Des dossiers « enterrés » au profit des structures subventionnées

​L’amertume est grande pour les bénévoles de terrain. « Nos plaintes semblent stagner dans des tiroirs poussiéreux, alors que d’autres associations, bien plus institutionnalisées, reçoivent leurs dates d’audience en un temps record », déplore CHAR .

Ce constat pose une question de fond : existe-t-il un filtrage des dossiers basé sur le poids médiatique ou politique des plaignants ?

L’impartialité d’Aurore Bergé en question

​Au cœur de cette contestation, la posture de la ministre Aurore Bergé suscite l’interrogation.

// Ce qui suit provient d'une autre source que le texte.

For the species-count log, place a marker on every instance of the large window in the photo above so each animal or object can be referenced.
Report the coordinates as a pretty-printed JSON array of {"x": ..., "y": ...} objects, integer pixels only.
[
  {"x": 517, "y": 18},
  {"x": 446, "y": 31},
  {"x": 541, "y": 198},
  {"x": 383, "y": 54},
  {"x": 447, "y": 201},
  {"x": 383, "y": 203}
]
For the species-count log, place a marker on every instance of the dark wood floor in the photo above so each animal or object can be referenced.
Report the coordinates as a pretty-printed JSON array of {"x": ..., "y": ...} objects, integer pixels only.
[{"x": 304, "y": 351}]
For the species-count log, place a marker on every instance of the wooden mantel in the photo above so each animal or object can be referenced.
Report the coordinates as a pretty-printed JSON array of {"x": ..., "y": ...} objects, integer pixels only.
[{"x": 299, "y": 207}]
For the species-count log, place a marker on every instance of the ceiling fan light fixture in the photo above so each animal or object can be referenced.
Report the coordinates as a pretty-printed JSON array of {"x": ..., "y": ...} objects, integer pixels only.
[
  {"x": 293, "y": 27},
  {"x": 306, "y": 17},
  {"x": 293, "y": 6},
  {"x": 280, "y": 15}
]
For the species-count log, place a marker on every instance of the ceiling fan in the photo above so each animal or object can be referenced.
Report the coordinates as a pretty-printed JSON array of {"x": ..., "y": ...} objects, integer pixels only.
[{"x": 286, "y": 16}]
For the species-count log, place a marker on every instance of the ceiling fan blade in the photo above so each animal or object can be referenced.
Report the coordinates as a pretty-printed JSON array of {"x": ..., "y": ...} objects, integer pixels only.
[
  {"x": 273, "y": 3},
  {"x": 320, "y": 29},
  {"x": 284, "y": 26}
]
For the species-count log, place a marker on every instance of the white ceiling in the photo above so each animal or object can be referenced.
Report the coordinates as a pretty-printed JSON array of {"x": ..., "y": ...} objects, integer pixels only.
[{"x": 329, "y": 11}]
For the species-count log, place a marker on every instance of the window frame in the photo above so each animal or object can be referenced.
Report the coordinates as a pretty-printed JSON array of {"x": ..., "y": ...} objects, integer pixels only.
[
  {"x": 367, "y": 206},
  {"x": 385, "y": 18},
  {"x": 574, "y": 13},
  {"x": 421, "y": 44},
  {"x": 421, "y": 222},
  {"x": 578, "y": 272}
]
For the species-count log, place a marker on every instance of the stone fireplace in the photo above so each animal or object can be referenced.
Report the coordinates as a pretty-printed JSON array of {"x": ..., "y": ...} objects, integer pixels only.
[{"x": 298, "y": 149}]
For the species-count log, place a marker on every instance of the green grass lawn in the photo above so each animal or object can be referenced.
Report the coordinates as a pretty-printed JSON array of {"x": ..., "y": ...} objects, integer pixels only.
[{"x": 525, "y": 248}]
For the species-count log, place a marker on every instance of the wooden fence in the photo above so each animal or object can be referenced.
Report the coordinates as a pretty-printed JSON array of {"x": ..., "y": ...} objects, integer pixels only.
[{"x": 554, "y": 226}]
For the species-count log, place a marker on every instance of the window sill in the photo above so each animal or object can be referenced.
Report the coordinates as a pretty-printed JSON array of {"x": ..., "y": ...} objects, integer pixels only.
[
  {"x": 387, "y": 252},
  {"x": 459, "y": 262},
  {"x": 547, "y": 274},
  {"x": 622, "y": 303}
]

En affichant une proximité étroite avec certaines structures historiques et largement subventionnées par le pouvoir, la ministre semble, aux yeux de CHAR, rompre avec la neutralité attendue de sa fonction.

CHAR s’interroge : la lutte contre le racisme et l’antisémitisme est-elle devenue un domaine réservé aux organisations « amies » du pouvoir ?

Cette hiérarchisation des acteurs de terrain, au profit de structures ayant « pignon sur rue », fragilise la confiance dans l’équité républicaine.

Pour une égalité de considération

Pour l’association CHAR, la lutte contre la haine ne doit pas être un privilège sélectif.

Qu’une structure soit subventionnée ou « lambda », l’urgence des victimes reste la même. CHAR exige aujourd’hui une transparence totale sur le suivi des plaintes afin de garantir que chaque dossier soit traité pour sa gravité juridique, et non pour l’influence politique de ceux qui le portent.